"A Fastweb e Tis sapevano". Di Girolamo inguaia i manager

Dalla Rassegna stampa

Con l'ammissione di aver percepito «compensi» milionari dal gruppo di Gennaro Mokbel e con l'accusa ai vertici di Fastweb e di Telecom Italia Sparkle di essere bene informati della truffa, si è concluso martedì scorso l'interrogatorio in carcere dell'ex senatore del Pdl Nicola Di Girolamo: «C'erano dirigenti ben consapevoli della illiceità delle operazioni che dovevano consentire di accumulare somme ingenti di denaro attraverso il meccanismo della frode dell'Iva». Davanti ai magistrati di Romache indagano sul riciclaggio internazionale da due miliardi di euro (365 i milioni sottratti al fisco), Di Girolamo ha fatto nomi e cognomi degli ex manager delle due società (che ancora non hanno votato il commissariamento annunciato per ieri). E in cambio del lavoro reso al gruppo di Mokbel, Di Girolamo ha riconosciuto di avere percepito in tutto «un milione e 700 mila euro di cui 200 mila in contanti» per l'operazione Phuncard. Al di là di quest'ultima cifra la dinamica dell'incasso Di Girolamo l'ha raccontata così: «Presi 4 milioni di euro: un milione e mezzo sono restati a me, 2,5 erano destinati a un fondo comune per l'acquisto di partecipazioni in una holding, la Runa, costituita a Singapore».
Alcuni manager di Fastweb e di Telecom Sparkle erano insomma al corrente delle operazioni di telefonia consumate attraverso la frode al fisco. «I nomi che ricorrevano», ha dichiarato Di Girolamo, «sono quelli che faceva Carlo Focarelli, ideatore di quelle operazioni, con competenze in telecomunicazioni, informatica e operazioni Iva: Stefano Mazzitelli, ex ad di TIS, Massimo Comito, responsabile dell'area europea, Antonio Catanzariti (vendite di trafffico all'ingrosso), Giuseppe Crudele e Bruno Zito manager di Fastweb, persone con le quali Focarelli riferiva di avere contatti operativi». Quindi, ha concluso Di Girolamo, «immagino che quei dirigenti fossero a conoscenza della illiceità delle operazioni».

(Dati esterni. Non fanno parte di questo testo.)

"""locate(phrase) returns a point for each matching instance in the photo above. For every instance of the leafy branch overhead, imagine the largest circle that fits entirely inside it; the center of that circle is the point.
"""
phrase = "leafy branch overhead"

Di Girolamo ricevette sui «200 mila euro in contanti» per l'operazione Phuncard: «Non sono stato parte attiva», ha detto ai pm Francesca Passaniti, Giancarlo Capaldo e Giovanni Bombardieri che indagano sul maxiriciclaggio, «ma ero a conoscenza dell'iniziativa». «Il mio compenso è variato in ragione dei profitti, sempre crescenti, dell'operazione. Dei 4 milioni - ha precisato Di Girolamo -, secondo le decisioni di Mokbel, due milioni e mezzo dovevano rimanere come fondo comune per l'acquisizione di partecipazioni della holding Runa, mentre io ho percepito un milione attraverso la società Gis e 500 mila euro con le Antiche Officine Campidoglio». «Dalla Runa», ha detto Di Girolamo, «dotata di un fondo iniziale di 5 milioni, non so che operazione sia stata realizzata. Erano previste dalle 10 alle 13 quote da 2 milioni e mezzo ciascuna per la costituzione della Runa: oltre a me, ricordo che avrebbero dovuto partecipare, Mokbel, Ricci, Toseroni, Focarelli, Breccolotti, Murri, Fanella, gli inglesi».
Il tribunale del riesame, il 17 marzo valuterà il ricorso presentato dall'ex ad e fondatore di Fastweb, Silvio Scaglia, mentre sulle richieste avanzate da 21 indagati, tra le quali quella di Mazzitelli, Comito, Catanzariti, Zito e Crudele si pronuncerà in corrispondenza con la scadenza, per ognuno, dei termini di custodia cautelare.